Zajęcia odbywały się na trasie narciarskiej Serpentina, zaklasyfikowanej jako "niebieska", czyli najłatwiejsza. Jak podał prokurator prowadzący śledztwo, ćwiczące pociechy zjeżdżały gęsiego za instruktorem na skraju stoku. 5-latka, która znajdowała się na końcu grupy, miała właśnie skręcić w prawo, kiedy nagle potrącił ją pędzący narciarz. 40-latek nie zdołał uniknąć zderzenia z dziewczynką.

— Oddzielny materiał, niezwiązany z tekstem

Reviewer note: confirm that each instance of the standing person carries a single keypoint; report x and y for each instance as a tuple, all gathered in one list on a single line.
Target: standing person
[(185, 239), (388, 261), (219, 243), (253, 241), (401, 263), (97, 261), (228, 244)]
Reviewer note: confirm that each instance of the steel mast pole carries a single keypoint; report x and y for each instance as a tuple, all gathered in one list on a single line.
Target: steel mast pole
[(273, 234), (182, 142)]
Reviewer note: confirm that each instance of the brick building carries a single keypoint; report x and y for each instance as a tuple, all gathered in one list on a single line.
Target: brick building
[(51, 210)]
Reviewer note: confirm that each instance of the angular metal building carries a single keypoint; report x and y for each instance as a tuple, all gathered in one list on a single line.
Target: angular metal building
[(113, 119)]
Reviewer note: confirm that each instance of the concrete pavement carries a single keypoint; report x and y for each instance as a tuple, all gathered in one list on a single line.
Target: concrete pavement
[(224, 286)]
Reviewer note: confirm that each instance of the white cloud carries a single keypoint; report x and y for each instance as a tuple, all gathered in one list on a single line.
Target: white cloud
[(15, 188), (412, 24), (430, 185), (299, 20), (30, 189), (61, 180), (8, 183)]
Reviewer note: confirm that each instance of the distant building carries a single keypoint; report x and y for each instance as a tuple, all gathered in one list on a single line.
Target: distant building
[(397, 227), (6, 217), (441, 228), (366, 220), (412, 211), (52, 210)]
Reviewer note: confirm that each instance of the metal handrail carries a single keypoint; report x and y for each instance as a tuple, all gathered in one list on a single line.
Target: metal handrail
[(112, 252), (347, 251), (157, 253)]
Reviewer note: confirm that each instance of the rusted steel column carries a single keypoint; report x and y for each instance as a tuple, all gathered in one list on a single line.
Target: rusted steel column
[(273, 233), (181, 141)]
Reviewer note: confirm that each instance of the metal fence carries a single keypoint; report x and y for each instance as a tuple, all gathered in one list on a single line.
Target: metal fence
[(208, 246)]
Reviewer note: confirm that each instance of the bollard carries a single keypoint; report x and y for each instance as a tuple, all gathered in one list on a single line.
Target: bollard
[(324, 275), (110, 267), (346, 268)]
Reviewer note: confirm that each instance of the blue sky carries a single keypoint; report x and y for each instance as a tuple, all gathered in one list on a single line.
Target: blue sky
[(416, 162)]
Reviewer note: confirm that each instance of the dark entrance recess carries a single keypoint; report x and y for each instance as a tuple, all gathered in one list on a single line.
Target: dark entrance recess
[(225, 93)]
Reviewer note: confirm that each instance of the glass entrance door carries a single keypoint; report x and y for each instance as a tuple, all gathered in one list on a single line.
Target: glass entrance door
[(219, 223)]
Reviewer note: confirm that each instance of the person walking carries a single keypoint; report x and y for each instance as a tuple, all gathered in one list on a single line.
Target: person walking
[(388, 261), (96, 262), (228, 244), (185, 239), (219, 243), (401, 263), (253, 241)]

Prokuratura prowadzi śledztwo pod kątem zabójstwa
Choć pochodzący z francuskiego regionu Haute Savoie przeżył głęboki szok, natychmiast udzielił 5-latce pierwszej pomocy. Na miejscu był też obecny lekarz. Świadkowie zdarzenia wezwali ratowników medycznych, którzy zabrali ranne dziecko helikopterem. Niestety, pomimo wysiłków lekarzy, 5-latka zmarła w drodze do szpitala. W sprawie tragicznego wypadku na stoku narciarskim śledztwo wszczęła prokuratura.
Śledczy prowadzą postępowanie pod kątem zabójstwa. Chcą bowiem sprawdzić, czy 40-latek nie jechał zbyt szybko na nartach i czy nie naruszył zasad bezpieczeństwa. W poniedziałek przeprowadzona miała zostać sekcja zwłok dziewczynki, pozwalająca na dokładne ustalenie przyczynę jej zgonu. Wiadomo, że 5-latka mieszkała wraz ze swoją brytyjską rodziną w Genewie, a wypoczywała z bliskimi w domu wakacyjnym w Les Carroz.